3^3 x (2^-16)^4/3^6

To simplify the expression 3^3 x (2^-16)^4/3^6, we can start by evaluating the exponents.

First, let's simplify (2^-16)^4:

(2^-16)^4 = 2^(-16 * 4) = 2^-64

Next, let's simplify 3^3:

3^3 = 3^(3 * 1) = 3^3

Now that we have simplified the exponents, we can rewrite the expression as:

3^3 x 2^-64 / 3^6

Since the bases (3 and 2) are different, we cannot directly combine them.
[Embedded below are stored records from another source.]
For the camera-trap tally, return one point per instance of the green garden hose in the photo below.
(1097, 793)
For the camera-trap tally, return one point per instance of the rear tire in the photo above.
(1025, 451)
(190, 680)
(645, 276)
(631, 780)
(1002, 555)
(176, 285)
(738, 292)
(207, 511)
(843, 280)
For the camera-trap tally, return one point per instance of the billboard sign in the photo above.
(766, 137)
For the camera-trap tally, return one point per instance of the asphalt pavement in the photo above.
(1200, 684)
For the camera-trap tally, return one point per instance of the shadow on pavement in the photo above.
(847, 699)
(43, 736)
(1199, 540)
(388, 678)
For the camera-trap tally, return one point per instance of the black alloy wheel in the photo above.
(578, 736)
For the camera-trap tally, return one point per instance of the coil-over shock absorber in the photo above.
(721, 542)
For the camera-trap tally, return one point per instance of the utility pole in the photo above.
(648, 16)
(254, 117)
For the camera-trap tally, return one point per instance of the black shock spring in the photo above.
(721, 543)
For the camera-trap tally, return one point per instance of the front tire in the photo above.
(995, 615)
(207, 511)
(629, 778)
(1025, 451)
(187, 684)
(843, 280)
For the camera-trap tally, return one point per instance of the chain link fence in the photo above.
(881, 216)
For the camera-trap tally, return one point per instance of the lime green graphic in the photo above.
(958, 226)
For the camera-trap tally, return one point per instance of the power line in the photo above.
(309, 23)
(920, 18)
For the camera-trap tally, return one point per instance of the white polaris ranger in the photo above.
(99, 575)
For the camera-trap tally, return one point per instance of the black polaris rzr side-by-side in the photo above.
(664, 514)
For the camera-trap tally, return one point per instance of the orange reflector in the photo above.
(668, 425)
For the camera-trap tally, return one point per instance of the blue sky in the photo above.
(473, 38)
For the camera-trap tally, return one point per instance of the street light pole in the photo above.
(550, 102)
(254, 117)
We will simplify each term separately:

3^3 = 3 * 3 * 3 = 27

2^-64 cannot be simplified further.

3^6 = 3 * 3 * 3 * 3 * 3 * 3 = 729

Now, we have:

27 x 2^-64 / 729

To simplify further, we can rewrite 2^-64 as (1/2)^64.

27 x (1/2)^64 / 729

Since 1/2 is the same as 2^-1, we can rewrite the expression as:

27 x (2^-1)^64 / 729

Using the property (a^m)^n = a^(m * n), we can simplify further:

27 x 2^(-1 * 64) / 729

27 x 2^-64 / 729

Now, we have:

27 / 729 x 2^-64

To simplify 27 / 729, we can notice that both numbers are divisible by 27:

27 / 729 = 1 / 27

So our expression becomes:

(1 / 27) x 2^-64

Now, we have simplified the original expression to (1 / 27) x 2^-64.